Thursday, 16 January 2014

Forced to Fight


Directed by: Jonas Quastel
Screenplay: Patrick Dussault, Andrew Bronstein & Jonas Quastel
Starring: Gary Daniels, Peter Weller, Arkie Reece and Alexandra Weaver

It’s forced-into-underground-tournament-fighting time once again as Gary Daniels steps into the ring to pay off the debt owed by his scuzzy brother to evil fight promoter Peter Weller. Yep, in the B-movie action world you’ve seen this scenario a million times but thanks to a great dramatic performance from Gary Daniels and an excellent supporting cast Forced to Fight is a solid little fight flick that recalls the 90s heydays when these types of flicks were a dime a dozen on video store shelves.

While there is plenty of knuckle dusting fight action, Forced to Fight arguably works better when it focuses on the drama. In a refreshing take on the underground fight set-up, Daniel’s character, who we first meet as a loving family man trying to make an honest living, gets seduced by the violent and quick money making fight life and sees his personality changing. The opposite happens to his brother (well played by Arkie Reece) who left to heal at Daniels’ home (after a major beating from Weller’s goons) and take care of the family learns to be a better person and leave his shady past behind. It’s a nice bit of role reversal and thanks to a role that allows Daniels’s to act his transformation adds a bit of grit and suspense to proceedings. In addition, his character also shows insecurities about fighting which makes for another refreshing aspect: a hero not always sure he is up to the task and whether his fight skills are as good as his opponents.

Don’t worry though, as Daniels still proves he is a badass when it comes to the fights and there are plenty of them. Still in great shape and one of the most capable screen fighters around, Daniels cuts loose in a series of brutal MMA style fight sequences which have a tough and bloody edge to them. Unfortunately, they do get a bit repetitive in style and there is an overuse of too much-close-camerawork and unnecessary flashing lights in an attempt to liven the fights up. It’s not needed and the camera should be pulled back and allow the fights to play out rather than rush through them with swirling camera movements and distracting flashing lights. But as mentioned, Daniels is still a gifted fighter and there are some impressive training scenes in the build up to the tournament.

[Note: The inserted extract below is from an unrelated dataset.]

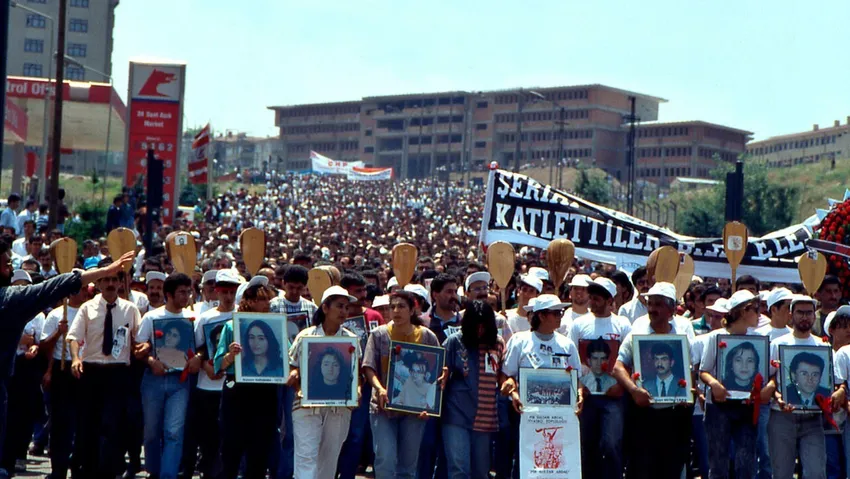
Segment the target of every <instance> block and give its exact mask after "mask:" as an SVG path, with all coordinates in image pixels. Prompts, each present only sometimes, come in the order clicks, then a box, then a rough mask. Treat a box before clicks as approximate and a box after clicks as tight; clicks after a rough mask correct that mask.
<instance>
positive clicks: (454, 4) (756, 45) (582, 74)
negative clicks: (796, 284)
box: [4, 0, 850, 139]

While this is definitely Daniels’ show he’s got good support from the cast playing his family as well as acting heavyweight and all round legend, Peter Weller. Despite the often cartoon nature of his villain (and not to mention some ridiculous clothes!), Weller does menace and all-out-badassery well and seems to be having a hoot playing such a bastard.

A solid entry in the tournament fighting genre and an engaging drama thanks to Gary Daniel’s impressive performance.